THE DOLCE DIET: Benefits of Deadlifting

THE DOLCE DIET:
Benefits of Deadlifting

by Samantha Coogan, MS, RDN, LD

Deadlifting gets a bad rap because many people associate this movement with injury. Like anything, if you perform the movement with the proper mechanics, and not beyond your ability level, you should drastically reduce your risk of injury.
Most people tend to get hurt on this movement when lowering the weight. One way to avoid this is to drop each rep from the top of the lift (yes, yes most of you wouldn’t consider that a true rep, but everyone’s goals are different). Just recognize that a lot strength gain does come from lowering the weight, but if the risk of injury is higher than the strength benefit, just play it safe and work up to lowering the weight properly.
Whatever your feelings are on the deadlift (I LOVE them), here are the benefits of performing this movement. Tip: you don’t have to be restricted to only using a barbell. You can very easily substitute a kettlebell or perform dumbbell deadlifts and see the same benefits.
Improves Posture
Since this movement targets and strengthens the lower back, you should see an automatic improvement in posture as this is the area that most people tend to allow to relax.
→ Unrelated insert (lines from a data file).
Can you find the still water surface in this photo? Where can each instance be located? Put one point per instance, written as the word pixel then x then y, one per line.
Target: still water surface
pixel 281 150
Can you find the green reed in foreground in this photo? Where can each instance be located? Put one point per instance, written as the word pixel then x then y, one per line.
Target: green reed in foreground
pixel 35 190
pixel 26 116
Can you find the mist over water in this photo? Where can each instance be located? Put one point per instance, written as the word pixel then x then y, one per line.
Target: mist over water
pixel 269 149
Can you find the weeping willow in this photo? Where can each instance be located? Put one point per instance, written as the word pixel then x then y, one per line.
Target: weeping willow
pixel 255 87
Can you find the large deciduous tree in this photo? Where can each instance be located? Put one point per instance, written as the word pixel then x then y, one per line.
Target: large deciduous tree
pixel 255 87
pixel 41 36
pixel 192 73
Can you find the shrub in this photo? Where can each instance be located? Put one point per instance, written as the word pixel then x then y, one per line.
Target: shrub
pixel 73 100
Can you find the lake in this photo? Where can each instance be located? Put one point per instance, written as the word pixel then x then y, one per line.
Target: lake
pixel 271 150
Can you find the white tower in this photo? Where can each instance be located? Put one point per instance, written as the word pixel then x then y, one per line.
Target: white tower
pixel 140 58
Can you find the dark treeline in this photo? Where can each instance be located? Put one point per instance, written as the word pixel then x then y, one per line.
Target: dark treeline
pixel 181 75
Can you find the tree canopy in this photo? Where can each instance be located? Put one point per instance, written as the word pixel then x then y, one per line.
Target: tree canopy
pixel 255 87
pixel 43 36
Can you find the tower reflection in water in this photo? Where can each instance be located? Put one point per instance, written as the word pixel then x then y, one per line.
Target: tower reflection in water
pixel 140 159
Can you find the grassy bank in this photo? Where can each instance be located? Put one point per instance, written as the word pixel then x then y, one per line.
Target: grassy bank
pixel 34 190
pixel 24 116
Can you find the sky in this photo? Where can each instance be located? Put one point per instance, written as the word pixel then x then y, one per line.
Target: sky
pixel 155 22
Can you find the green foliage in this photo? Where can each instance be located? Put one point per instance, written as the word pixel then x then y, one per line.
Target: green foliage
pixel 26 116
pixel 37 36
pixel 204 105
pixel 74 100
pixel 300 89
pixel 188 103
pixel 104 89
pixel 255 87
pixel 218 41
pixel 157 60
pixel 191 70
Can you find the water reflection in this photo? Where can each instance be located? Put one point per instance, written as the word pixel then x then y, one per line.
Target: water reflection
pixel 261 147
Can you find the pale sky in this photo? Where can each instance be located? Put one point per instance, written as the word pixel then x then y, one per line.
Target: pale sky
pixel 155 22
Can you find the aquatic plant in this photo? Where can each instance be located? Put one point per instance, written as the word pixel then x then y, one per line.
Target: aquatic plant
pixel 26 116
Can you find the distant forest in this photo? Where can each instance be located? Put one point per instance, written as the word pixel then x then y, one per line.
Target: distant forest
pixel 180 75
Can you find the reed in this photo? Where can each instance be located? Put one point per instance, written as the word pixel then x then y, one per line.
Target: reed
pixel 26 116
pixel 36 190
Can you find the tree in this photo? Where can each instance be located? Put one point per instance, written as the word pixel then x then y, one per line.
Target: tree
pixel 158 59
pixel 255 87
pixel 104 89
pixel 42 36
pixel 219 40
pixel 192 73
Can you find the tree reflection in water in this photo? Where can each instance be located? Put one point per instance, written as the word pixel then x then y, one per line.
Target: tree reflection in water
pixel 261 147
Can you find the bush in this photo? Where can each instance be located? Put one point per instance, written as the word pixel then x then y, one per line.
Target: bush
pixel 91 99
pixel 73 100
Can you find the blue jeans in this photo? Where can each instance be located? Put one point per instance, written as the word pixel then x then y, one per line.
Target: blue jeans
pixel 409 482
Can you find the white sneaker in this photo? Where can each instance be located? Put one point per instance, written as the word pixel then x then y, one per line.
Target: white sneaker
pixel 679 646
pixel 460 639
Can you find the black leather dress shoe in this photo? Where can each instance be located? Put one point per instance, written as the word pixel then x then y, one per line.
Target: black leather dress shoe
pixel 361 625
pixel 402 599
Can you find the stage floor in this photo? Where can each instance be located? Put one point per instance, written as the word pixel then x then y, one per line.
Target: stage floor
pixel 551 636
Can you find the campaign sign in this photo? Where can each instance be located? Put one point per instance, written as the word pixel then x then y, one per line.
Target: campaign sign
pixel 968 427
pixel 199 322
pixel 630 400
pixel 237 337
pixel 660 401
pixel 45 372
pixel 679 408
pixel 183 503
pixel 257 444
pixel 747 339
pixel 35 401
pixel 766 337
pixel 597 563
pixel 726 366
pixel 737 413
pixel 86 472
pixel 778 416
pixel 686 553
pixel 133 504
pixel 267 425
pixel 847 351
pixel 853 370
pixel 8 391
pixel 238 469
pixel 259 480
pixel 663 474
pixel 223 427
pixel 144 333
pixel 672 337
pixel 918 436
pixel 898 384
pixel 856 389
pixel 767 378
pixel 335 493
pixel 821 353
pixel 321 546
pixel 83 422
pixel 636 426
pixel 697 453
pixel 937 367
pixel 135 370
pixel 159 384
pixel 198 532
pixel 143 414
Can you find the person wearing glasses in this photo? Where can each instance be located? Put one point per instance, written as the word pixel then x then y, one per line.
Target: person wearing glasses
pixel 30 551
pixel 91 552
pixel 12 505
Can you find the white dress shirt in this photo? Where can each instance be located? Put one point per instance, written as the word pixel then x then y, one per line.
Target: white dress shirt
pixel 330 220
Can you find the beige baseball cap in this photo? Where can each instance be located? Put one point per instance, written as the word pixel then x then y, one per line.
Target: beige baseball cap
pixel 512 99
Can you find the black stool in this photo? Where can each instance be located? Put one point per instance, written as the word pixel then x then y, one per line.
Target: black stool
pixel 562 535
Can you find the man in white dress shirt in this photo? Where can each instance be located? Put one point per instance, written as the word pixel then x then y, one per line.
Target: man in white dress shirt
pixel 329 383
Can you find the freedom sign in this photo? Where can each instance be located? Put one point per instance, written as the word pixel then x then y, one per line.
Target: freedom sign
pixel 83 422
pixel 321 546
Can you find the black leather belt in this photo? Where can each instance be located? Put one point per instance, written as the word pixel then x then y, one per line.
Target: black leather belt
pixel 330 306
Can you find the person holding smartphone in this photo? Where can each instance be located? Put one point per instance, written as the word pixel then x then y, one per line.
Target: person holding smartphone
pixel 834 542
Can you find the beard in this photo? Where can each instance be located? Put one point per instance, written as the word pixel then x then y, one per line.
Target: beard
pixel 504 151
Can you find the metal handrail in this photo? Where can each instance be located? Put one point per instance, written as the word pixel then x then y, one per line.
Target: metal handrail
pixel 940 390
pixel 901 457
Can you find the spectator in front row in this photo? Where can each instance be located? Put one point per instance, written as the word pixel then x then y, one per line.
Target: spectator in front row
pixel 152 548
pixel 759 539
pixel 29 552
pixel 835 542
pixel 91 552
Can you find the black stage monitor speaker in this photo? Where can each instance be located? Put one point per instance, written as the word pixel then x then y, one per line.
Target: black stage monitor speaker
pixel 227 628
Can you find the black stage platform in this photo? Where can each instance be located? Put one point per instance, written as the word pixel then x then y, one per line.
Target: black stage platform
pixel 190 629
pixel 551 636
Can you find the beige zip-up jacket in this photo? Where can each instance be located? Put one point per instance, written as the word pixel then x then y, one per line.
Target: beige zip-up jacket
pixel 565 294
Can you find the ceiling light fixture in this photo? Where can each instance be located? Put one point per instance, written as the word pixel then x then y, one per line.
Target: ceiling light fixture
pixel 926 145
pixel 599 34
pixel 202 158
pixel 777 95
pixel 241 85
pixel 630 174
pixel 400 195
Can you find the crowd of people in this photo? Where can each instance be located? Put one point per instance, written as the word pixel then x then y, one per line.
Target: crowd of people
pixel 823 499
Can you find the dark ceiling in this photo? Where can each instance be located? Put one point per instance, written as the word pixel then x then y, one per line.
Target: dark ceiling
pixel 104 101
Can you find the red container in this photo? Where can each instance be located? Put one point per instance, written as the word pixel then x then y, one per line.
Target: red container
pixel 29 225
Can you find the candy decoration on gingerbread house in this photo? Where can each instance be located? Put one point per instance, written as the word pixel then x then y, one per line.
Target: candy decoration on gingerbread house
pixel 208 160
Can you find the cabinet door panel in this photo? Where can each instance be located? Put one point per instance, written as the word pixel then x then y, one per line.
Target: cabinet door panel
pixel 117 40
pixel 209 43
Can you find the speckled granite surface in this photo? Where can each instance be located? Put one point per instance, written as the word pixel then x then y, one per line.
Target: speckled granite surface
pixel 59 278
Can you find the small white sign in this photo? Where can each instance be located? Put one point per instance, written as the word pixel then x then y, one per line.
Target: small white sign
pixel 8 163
This movement improves the positioning of the spine.
Total Body Engagement
This movement is one of few that actually works every major muscle group. If you’re strapped for time, deadlifts are a great way to get in a whole body exercise routine in a short amount of time.
The Posterior Chain
No other movement targets this area better (glutes, hamstrings, adductor magnus and lumbar erectors). Hint: if you’re performing deadlifts correctly, your hamstrings should be sore the next day, not just your back. This area is especially important for explosive athletes, such as, sprinters or Olympic weightlifters or powerlifters.
Fully Functional Movement
This movement mimics everyday activity of picking things up and putting them down. Moms do this with their kids all day. You drop something on the ground? You have to pick it up. So why not work to strengthen the most commonly used movement in day-to-day life?
Improves Grip Strength
Your forearms have to work double time to keep the weight in your hands as your fingers are literally the only thing around the bar. Plus the deadlift is the first pull from the floor in a clean or snatch, both of which require decent grip strength, especially if you use a hook grip.